A general lesson we learned was that incentives need to be updated quite frequently, and that incentive design can be carefully crafted to create organic volume and find more sticky users. Specifically, incentivizing certain routes and adjusting the size of those incentives helped to grow RFQ, and find users that converted from other bridging alternatives.

New Plans for STIP Bridge

  1. How much are you requesting for this STIP Bridge proposal?

    950,000 ARB (47.5%) of the original grant amount.

This is what Synapse thinks is necessary to achieve similar results and scale the intent base RFQ system.

  1. Do you plan to use the incentives in the same way* as highlighted in Section 3 of the STIP proposal?

Yes, incentives will be allocated as following:
62.5% to Bridge fee and gas rebates
37.5% to Relayer incentives

37.5% is being allocated to relayers to specifically encourage onboarding of new relayers that will make quotes even more competitive, and broaden the set of assets and chains supported. In the last round, incentives were distributed proportionately to the ($) amount each relayer bridged. This incentive structure rewards relayers with the best pricing, and best routes, and will be used again.

Also important to note that incentives are not used for any liquidity mining.

  1. [Only if answered “no” to the previous question] How will the incentive distribution change in term of mechanisms and products?

    N/A
    
  2. Could you provide the addresses involved in the STIP Bridge initiative (multisig to receive funds, contracts for distribution, and any other relevant contract involved), and highlight if they changed compared to the previous STIP proposal?
    The address will be:

Both Contracts remain the same

  1. Could you share any feedback or suggestion on what could be improved in future incentive programs, what were the pain points and what was your general evaluation of the experience?

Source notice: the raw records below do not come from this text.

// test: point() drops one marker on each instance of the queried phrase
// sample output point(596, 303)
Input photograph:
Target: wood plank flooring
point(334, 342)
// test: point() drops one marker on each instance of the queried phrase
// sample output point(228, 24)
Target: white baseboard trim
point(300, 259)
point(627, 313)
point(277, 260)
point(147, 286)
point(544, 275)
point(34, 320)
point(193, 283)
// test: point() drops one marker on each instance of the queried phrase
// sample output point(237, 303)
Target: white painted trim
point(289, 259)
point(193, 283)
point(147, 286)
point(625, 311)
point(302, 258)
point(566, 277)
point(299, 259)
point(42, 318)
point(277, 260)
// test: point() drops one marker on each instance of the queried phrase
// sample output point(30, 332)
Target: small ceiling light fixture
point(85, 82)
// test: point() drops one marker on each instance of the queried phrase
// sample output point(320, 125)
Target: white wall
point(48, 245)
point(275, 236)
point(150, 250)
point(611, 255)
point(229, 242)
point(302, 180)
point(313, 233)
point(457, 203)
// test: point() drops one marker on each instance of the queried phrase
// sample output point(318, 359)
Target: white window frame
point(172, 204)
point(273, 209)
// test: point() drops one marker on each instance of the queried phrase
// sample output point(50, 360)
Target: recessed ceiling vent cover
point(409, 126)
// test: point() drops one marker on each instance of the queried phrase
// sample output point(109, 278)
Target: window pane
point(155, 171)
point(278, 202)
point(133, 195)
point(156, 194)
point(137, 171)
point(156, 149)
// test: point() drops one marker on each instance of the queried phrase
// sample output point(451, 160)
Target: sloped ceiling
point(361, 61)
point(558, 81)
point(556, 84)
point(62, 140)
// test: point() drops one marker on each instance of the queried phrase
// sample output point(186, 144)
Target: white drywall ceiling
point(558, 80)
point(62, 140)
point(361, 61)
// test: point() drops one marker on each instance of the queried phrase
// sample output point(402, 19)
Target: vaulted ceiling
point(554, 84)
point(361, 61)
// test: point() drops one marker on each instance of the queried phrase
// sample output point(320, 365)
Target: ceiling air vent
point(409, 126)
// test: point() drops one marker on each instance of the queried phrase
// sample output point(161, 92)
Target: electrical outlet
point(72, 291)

    While the overall program experience was positive, I think a better way to streamline community feedback around incentives would help to create a positive flywheel around effective incentive spend. There was not as much forum activity around weekly updates as there could have been. In general I thought most of the process would’ve worked out quite well. I would have liked for OpenBlocks to be better incentivized so they could carry a heavier load on reporting and centralizing that info.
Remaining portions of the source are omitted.